Aliados de Jair Bolsonaro têm aconselhado o presidente a dar peso maior ao dinheiro do fundo partidário na hora de escolher onde se filiar para disputar a Presidência da República no ano que vem. Outro ponto importante, dizem, é o tempo de TV.

Esses conselheiros dizem a Bolsonaro que, ao contrário de 2018, quando pode fazer uma campanha barata e sem tempo de propaganda eleitoral, em 2022 ele precisará de dinheiro para percorrer o país, além de gastar com uma boa campanha na televisão para defender a sua gestão.

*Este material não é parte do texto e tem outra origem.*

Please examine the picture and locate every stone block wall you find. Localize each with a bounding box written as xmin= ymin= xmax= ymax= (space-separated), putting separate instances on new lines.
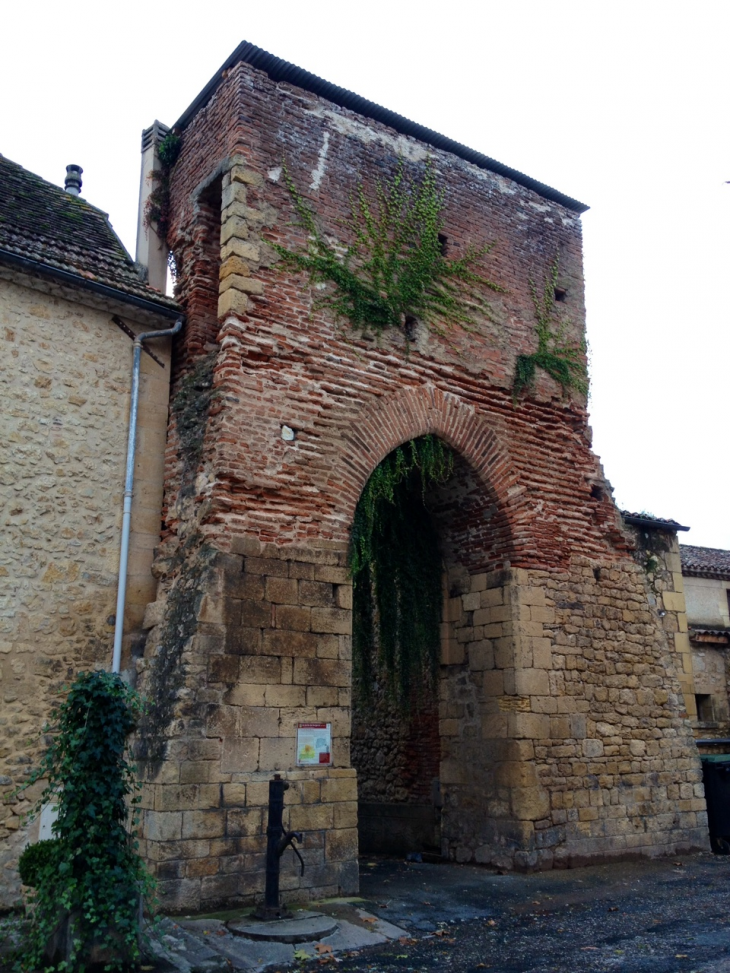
xmin=131 ymin=53 xmax=706 ymax=911
xmin=441 ymin=559 xmax=708 ymax=868
xmin=0 ymin=275 xmax=170 ymax=906
xmin=138 ymin=538 xmax=358 ymax=912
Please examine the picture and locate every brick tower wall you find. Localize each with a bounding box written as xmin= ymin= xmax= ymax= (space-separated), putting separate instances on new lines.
xmin=134 ymin=63 xmax=706 ymax=911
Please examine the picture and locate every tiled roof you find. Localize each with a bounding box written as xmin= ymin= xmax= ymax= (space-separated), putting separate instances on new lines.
xmin=621 ymin=510 xmax=689 ymax=530
xmin=0 ymin=155 xmax=178 ymax=315
xmin=679 ymin=544 xmax=730 ymax=578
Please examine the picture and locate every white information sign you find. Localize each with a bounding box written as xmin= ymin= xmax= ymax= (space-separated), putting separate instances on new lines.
xmin=297 ymin=723 xmax=332 ymax=767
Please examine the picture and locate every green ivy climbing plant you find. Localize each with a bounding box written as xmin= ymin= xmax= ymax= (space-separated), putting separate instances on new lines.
xmin=144 ymin=132 xmax=182 ymax=240
xmin=349 ymin=436 xmax=454 ymax=710
xmin=275 ymin=159 xmax=502 ymax=336
xmin=20 ymin=672 xmax=152 ymax=973
xmin=512 ymin=258 xmax=588 ymax=400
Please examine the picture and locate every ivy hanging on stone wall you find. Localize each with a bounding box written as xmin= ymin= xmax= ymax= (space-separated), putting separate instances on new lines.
xmin=19 ymin=672 xmax=154 ymax=973
xmin=275 ymin=159 xmax=502 ymax=337
xmin=349 ymin=436 xmax=454 ymax=709
xmin=512 ymin=258 xmax=588 ymax=400
xmin=144 ymin=132 xmax=182 ymax=240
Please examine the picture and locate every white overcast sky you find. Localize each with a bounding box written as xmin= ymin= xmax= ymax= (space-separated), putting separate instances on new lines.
xmin=0 ymin=0 xmax=730 ymax=548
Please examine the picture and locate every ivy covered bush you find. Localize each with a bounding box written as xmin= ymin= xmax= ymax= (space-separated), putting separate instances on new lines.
xmin=349 ymin=436 xmax=454 ymax=710
xmin=21 ymin=672 xmax=152 ymax=973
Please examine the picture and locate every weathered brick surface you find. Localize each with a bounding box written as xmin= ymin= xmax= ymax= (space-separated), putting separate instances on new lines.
xmin=0 ymin=272 xmax=170 ymax=907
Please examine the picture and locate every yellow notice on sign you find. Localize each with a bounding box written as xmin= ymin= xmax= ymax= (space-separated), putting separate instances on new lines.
xmin=297 ymin=723 xmax=332 ymax=767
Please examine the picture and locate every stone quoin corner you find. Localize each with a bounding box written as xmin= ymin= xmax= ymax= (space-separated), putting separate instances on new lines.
xmin=0 ymin=44 xmax=708 ymax=913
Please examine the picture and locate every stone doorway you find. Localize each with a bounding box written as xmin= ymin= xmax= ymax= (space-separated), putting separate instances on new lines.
xmin=351 ymin=436 xmax=496 ymax=857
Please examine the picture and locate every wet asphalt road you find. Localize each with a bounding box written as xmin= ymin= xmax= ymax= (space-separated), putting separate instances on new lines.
xmin=303 ymin=854 xmax=730 ymax=973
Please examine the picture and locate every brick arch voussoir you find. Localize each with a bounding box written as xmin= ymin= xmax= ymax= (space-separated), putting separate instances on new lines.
xmin=338 ymin=387 xmax=523 ymax=548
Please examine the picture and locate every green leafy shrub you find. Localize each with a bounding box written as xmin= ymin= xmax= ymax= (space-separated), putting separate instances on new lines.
xmin=18 ymin=838 xmax=58 ymax=888
xmin=22 ymin=672 xmax=152 ymax=973
xmin=275 ymin=159 xmax=502 ymax=336
xmin=349 ymin=436 xmax=454 ymax=709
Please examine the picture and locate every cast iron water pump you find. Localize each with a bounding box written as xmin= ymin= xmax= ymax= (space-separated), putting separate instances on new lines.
xmin=254 ymin=774 xmax=304 ymax=919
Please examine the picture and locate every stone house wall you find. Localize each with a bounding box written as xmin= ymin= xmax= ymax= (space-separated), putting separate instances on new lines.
xmin=131 ymin=62 xmax=706 ymax=911
xmin=0 ymin=275 xmax=170 ymax=905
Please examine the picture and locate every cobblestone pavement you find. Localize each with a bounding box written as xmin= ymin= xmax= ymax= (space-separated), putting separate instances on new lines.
xmin=314 ymin=854 xmax=730 ymax=973
xmin=0 ymin=854 xmax=730 ymax=973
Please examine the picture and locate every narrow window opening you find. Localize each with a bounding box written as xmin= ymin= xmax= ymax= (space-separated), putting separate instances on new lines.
xmin=695 ymin=693 xmax=715 ymax=723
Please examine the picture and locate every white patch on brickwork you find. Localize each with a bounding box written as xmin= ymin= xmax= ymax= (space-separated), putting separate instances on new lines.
xmin=309 ymin=132 xmax=330 ymax=189
xmin=306 ymin=106 xmax=433 ymax=162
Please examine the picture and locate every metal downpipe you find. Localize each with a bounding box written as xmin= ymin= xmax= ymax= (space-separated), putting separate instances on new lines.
xmin=112 ymin=317 xmax=185 ymax=672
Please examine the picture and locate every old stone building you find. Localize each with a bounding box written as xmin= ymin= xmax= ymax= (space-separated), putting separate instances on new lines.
xmin=0 ymin=156 xmax=180 ymax=906
xmin=128 ymin=44 xmax=707 ymax=911
xmin=679 ymin=544 xmax=730 ymax=740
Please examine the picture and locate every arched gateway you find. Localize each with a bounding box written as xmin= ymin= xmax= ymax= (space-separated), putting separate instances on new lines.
xmin=132 ymin=45 xmax=706 ymax=911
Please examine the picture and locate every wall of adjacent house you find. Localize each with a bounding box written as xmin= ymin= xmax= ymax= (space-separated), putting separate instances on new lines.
xmin=684 ymin=577 xmax=730 ymax=628
xmin=0 ymin=278 xmax=170 ymax=905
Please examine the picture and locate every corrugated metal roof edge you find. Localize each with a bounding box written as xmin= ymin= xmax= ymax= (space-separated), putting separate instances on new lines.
xmin=173 ymin=41 xmax=588 ymax=213
xmin=621 ymin=510 xmax=690 ymax=531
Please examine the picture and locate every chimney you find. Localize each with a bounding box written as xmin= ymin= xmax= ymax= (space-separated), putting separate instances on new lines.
xmin=64 ymin=166 xmax=84 ymax=196
xmin=136 ymin=121 xmax=170 ymax=294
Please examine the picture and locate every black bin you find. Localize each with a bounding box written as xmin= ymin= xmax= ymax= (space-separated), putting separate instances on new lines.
xmin=702 ymin=754 xmax=730 ymax=855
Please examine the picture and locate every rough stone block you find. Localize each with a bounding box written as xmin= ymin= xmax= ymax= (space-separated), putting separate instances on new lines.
xmin=259 ymin=737 xmax=297 ymax=772
xmin=294 ymin=659 xmax=351 ymax=686
xmin=263 ymin=629 xmax=320 ymax=658
xmin=312 ymin=608 xmax=352 ymax=635
xmin=325 ymin=828 xmax=358 ymax=861
xmin=143 ymin=811 xmax=183 ymax=841
xmin=218 ymin=289 xmax=248 ymax=318
xmin=221 ymin=737 xmax=260 ymax=774
xmin=289 ymin=804 xmax=334 ymax=828
xmin=321 ymin=777 xmax=357 ymax=802
xmin=299 ymin=580 xmax=335 ymax=608
xmin=226 ymin=807 xmax=263 ymax=838
xmin=182 ymin=810 xmax=225 ymax=839
xmin=266 ymin=578 xmax=298 ymax=605
xmin=275 ymin=604 xmax=308 ymax=632
xmin=264 ymin=686 xmax=307 ymax=708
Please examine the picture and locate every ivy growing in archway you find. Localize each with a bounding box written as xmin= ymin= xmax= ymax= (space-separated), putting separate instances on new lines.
xmin=349 ymin=435 xmax=454 ymax=708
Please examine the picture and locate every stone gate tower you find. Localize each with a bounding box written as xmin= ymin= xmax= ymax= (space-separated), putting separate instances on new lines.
xmin=132 ymin=44 xmax=707 ymax=911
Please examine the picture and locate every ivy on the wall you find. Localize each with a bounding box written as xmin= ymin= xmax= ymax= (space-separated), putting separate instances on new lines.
xmin=144 ymin=132 xmax=182 ymax=240
xmin=349 ymin=435 xmax=454 ymax=709
xmin=275 ymin=159 xmax=502 ymax=337
xmin=512 ymin=258 xmax=588 ymax=400
xmin=19 ymin=672 xmax=154 ymax=973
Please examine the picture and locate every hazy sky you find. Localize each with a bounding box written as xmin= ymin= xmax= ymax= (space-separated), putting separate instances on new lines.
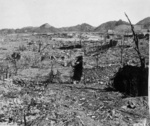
xmin=0 ymin=0 xmax=150 ymax=28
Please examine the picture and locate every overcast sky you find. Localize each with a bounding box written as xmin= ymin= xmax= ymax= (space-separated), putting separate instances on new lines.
xmin=0 ymin=0 xmax=150 ymax=29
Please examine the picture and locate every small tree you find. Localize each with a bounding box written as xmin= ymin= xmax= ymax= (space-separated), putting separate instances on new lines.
xmin=125 ymin=13 xmax=145 ymax=68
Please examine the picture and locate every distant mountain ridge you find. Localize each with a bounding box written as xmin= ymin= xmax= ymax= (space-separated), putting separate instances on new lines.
xmin=0 ymin=17 xmax=150 ymax=33
xmin=94 ymin=20 xmax=129 ymax=32
xmin=136 ymin=17 xmax=150 ymax=29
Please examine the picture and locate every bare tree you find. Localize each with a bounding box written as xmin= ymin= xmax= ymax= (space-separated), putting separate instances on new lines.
xmin=125 ymin=13 xmax=145 ymax=68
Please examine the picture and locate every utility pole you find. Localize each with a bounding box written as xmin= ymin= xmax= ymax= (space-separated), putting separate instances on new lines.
xmin=148 ymin=30 xmax=150 ymax=115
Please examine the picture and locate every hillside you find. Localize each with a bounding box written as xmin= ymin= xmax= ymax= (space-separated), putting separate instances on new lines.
xmin=94 ymin=20 xmax=128 ymax=32
xmin=0 ymin=17 xmax=150 ymax=34
xmin=136 ymin=17 xmax=150 ymax=29
xmin=59 ymin=23 xmax=94 ymax=32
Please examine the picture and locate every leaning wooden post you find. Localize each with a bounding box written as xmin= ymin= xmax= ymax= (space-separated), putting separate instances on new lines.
xmin=148 ymin=32 xmax=150 ymax=115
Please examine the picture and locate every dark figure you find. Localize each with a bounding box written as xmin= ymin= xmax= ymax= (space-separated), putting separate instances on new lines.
xmin=72 ymin=56 xmax=83 ymax=82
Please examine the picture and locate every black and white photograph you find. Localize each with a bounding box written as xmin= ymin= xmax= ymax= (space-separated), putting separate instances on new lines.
xmin=0 ymin=0 xmax=150 ymax=126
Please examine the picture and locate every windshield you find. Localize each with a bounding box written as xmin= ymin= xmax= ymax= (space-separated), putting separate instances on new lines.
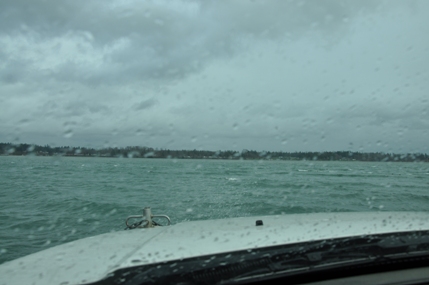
xmin=0 ymin=0 xmax=429 ymax=282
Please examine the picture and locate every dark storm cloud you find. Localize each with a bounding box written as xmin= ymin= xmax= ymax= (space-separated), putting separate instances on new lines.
xmin=0 ymin=0 xmax=376 ymax=84
xmin=0 ymin=0 xmax=429 ymax=151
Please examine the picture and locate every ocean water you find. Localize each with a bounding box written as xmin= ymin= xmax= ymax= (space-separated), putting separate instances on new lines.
xmin=0 ymin=156 xmax=429 ymax=263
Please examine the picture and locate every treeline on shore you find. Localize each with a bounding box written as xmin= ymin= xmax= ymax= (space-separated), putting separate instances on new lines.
xmin=0 ymin=143 xmax=429 ymax=162
xmin=0 ymin=143 xmax=429 ymax=162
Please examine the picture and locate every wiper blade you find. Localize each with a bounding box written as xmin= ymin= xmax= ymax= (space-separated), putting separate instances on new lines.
xmin=91 ymin=231 xmax=429 ymax=285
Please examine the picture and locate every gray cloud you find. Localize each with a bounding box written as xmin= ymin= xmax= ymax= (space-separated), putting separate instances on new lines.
xmin=0 ymin=0 xmax=429 ymax=151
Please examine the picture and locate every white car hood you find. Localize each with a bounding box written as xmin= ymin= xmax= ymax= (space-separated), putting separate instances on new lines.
xmin=0 ymin=212 xmax=429 ymax=285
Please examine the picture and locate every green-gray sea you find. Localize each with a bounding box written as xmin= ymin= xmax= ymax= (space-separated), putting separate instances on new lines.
xmin=0 ymin=156 xmax=429 ymax=263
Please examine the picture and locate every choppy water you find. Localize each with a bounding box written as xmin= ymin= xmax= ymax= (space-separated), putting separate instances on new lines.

A confirmação pelo Supremo Tribunal Federal do restabelecimento dos direitos políticos do ex-presidente Lula é argumento central para a preocupação com a companha. Para os conselheiros de Bolsonaro, o petista irá percorrer o país para apontar erros e criticar sua gestão.

Depois de um desgastante período como presidente de um país que vem batendo recordes diários de mortes na pandemia, Bolsonaro perdeu os argumentos da campanha de 2018. Ele não convence mais ninguém sobre a “nova política” porque está sendo apoiado pelo centrão no Congresso e já mostrou que não é liberal na economia. O ministro Paulo Guedes coleciona derrotas na sua agenda.  

Para Bolsonaro, é importante ter o controle do partido, ao menos durante a sua campanha, porque ele teme sabotagens. Na análise desses aliados, o PSL seria a melhor opção porque foi pela legenda que se elegeu em 2018. Em 2020, o PSL ficou com 193 milhões de reais do fundo eleitoral e outros 98 milhões do fundo partidário.

Embora o presidente da legenda, o deputado Luciano Bivar, diga em entrevistas que dificilmente Bolsonaro deixaria de ser extremista para se filiar ao PSL, as conversas continuam ocorrendo, principalmente pelo vice-presidente da siga, Antonio Rueda.